Nevertheless, the region’s economic growth will pick up to between +3.6% and +3.8% in 2016 and beyond, while long-term prospects are also positive, with a few exceptions. After overcoming the 2008 to 2009 crisis, Latin American economies are well-positioned to continue on the path of moderate-to-strong growth, provided the rest of the world does not fall into recession again.
Within Latin America, Brazil dominates not just with size, but also near-term growth. The confluence of the World Cup, Olympic Games, and energy-related investments suggests growth above global averages for the next two years.
But as the impact of these mega events passes, construction growth will slow. Unless the country acts to adjust its Byzantine regulatory framework, it will lag global and regional performance in the long-term despite its advantages in natural resources and demographics.
Indeed, after 2015, slower growth in Brazil combined with the poor performance of Venezuela and the uneven growth of Argentina are expected hold the region back.
Latin America accounts for just +4% of global construction output, but growth over the past decade gave the region potential as an emerging market. In 2013, construction output increased +2.9%, with +3.2% expected in 2014.
Total construction spending will peak with a +5.1% increase in 2015. Panama will experience the most rapid growth, with construction bolstered by the Panama Canal expansion and the subsequent development of the Colón free-trade zone. In contrast, Argentina and Venezuela will have the weakest near-term growth, with Venezuelan construction activity shrinking.
Over the medium-term, the fastest growing segment in Latin America will be infrastructure, with Panama and Brazil seeing the most impressive gains. Venezuela and Ecuador will experience the weakest growth thanks to policy mismanagement and resource nationalism.
Nevertheless, thanks to the limited scope and poor condition of infrastructure in the region, almost half of total construction spending goes towards infrastructure. In 2013, real infrastructure construction spending increased +3%, and is forecast to grow +4.4% in 2014, followed by +6.1% in 2015.

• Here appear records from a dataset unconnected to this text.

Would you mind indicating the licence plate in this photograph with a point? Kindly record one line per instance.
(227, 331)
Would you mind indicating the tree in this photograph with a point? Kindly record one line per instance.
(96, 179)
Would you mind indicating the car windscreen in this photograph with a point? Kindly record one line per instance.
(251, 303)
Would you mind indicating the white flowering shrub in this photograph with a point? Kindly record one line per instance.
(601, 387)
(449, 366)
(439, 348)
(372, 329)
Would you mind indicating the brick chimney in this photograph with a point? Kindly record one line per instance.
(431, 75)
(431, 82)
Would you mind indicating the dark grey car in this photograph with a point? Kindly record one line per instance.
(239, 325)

Brazil and Argentina have the largest markets for infrastructure construction, while Panama will have the fastest growth. Not only does work on the Canal drive growth, but Panama City is also constructing Central America’s first metro.

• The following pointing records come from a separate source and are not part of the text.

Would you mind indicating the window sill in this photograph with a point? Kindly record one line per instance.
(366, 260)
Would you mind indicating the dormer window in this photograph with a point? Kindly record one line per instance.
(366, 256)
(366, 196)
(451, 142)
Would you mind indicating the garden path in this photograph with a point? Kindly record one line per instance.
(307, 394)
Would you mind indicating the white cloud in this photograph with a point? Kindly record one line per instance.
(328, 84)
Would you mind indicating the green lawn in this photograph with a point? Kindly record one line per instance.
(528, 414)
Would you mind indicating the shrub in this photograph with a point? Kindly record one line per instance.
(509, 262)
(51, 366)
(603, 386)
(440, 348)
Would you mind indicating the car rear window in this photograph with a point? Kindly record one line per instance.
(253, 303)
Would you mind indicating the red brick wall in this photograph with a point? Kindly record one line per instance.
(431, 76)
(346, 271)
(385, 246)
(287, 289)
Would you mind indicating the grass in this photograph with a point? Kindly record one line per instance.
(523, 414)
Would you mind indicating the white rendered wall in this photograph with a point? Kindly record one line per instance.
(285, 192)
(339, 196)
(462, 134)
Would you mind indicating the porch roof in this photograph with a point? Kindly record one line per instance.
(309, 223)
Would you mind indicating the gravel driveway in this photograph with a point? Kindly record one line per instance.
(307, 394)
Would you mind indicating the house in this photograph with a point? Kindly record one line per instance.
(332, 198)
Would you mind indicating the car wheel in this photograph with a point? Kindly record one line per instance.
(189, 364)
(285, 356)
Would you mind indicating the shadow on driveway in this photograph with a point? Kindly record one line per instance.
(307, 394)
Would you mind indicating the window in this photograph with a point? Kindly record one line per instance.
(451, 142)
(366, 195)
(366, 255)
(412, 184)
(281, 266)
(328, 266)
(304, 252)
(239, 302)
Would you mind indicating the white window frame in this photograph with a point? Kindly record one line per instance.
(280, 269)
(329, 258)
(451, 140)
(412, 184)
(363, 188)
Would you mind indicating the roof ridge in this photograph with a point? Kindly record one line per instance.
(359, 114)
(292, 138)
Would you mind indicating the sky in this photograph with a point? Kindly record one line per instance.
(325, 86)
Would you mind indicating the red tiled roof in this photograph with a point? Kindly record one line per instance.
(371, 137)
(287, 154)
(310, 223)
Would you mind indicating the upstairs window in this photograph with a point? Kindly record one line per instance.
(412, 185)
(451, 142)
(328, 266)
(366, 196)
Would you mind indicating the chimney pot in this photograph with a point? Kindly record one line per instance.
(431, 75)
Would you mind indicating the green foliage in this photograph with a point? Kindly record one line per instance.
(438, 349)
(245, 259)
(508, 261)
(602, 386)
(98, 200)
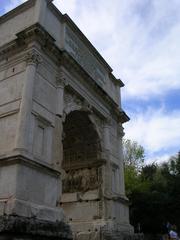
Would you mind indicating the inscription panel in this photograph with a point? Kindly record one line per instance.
(84, 57)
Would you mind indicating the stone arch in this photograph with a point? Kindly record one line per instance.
(81, 153)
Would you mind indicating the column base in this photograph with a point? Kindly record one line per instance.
(20, 228)
(103, 230)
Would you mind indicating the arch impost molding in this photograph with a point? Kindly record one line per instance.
(33, 57)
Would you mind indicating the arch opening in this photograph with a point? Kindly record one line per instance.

In preparation for upcoming sporting events, Brazil’s infrastructure is increasing rapidly with expected growth of +9.5%.

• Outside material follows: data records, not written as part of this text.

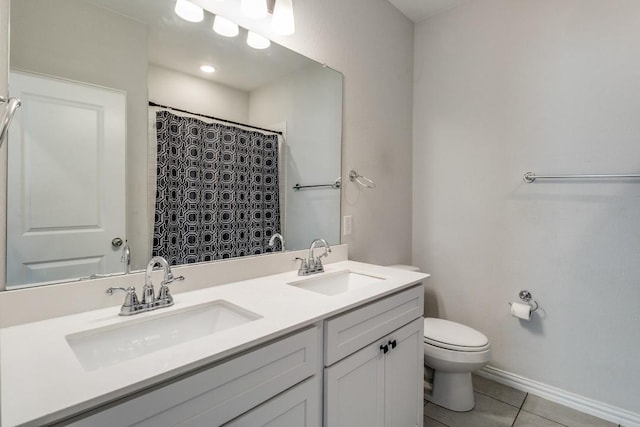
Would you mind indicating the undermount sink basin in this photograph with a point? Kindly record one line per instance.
(107, 346)
(337, 283)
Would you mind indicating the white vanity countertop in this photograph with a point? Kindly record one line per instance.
(43, 381)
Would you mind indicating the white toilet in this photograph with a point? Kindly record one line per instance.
(453, 351)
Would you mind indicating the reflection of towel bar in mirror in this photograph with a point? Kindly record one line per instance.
(530, 177)
(12, 105)
(360, 179)
(336, 185)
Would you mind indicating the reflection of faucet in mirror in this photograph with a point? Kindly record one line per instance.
(313, 264)
(272, 241)
(126, 258)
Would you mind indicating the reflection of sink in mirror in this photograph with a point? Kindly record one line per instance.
(107, 346)
(337, 283)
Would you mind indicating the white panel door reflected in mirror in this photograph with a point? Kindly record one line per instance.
(138, 48)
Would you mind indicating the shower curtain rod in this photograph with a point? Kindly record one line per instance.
(153, 104)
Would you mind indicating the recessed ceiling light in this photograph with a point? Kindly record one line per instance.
(189, 11)
(224, 27)
(257, 41)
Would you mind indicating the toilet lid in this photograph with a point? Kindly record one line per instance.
(454, 336)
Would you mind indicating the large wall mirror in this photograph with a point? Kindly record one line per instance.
(86, 171)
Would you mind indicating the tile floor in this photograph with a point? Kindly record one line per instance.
(498, 405)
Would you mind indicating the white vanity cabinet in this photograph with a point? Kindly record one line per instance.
(380, 382)
(221, 393)
(362, 367)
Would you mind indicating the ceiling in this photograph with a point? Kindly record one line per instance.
(183, 46)
(419, 10)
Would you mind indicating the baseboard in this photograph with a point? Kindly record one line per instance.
(571, 400)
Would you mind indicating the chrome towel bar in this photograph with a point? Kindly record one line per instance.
(530, 177)
(336, 184)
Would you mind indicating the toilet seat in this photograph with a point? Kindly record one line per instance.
(453, 336)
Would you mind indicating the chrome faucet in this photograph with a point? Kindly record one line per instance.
(149, 301)
(164, 297)
(126, 258)
(313, 264)
(272, 241)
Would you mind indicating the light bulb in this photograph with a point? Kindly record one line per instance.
(224, 27)
(257, 41)
(283, 22)
(189, 11)
(254, 9)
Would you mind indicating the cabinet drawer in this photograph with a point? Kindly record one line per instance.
(351, 331)
(222, 392)
(299, 406)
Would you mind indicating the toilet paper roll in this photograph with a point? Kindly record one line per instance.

Regionally, transportation projects – the largest component of infrastructure – will grow most rapidly, followed by the water and sewer sector, while energy construction will lag. In the longer run, growth in infrastructure will moderate to +1.7% annual growth, with spending on transportation still expanding the fastest, although by a narrower margin.
Over the longer term, spending on non-residential construction will have the highest growth. This sector showed +2.6% growth in 2013, with the strongest performing sector office construction, with +5% growth, while industrial construction was the weakest, growing +0.7% as strong utility and refining sector activity was held back by chemicals and food processing.
Non-residential spending in the region is forecast to increase +4% in 2014 and +6.2% in 2015.Brazil has the largest non-residential market, but Panama will lead growth as it continues to build the commercial and industrial area surrounding the Panama Canal. The medium-term outlook for non-residential spending is for +5.2% growth over the next five years, with office construction the strongest and industrial the weakest.
And as far as residential construction is concerned, spending in Latin America increased +3% year-on-year in 2013, but will fall to +1.1% growth in 2014 thanks to weak income growth and the expiration of key housing incentives. Growth should return to the +3.0% to +3.5% range in 2015 and beyond.
The medium-term outlook for residential construction is positive, with +3.9% growth expected over the next five years, accelerating to +4.2% over the following five years.
In sum, Latin America still offers potential, but it has ceased to be a world leader. Construction growth will continue, but performance will be uneven across the region, and even the stronger economies need to liberalise to attract sustained investment. Even so, opportunities exist, particularly for infrastructure.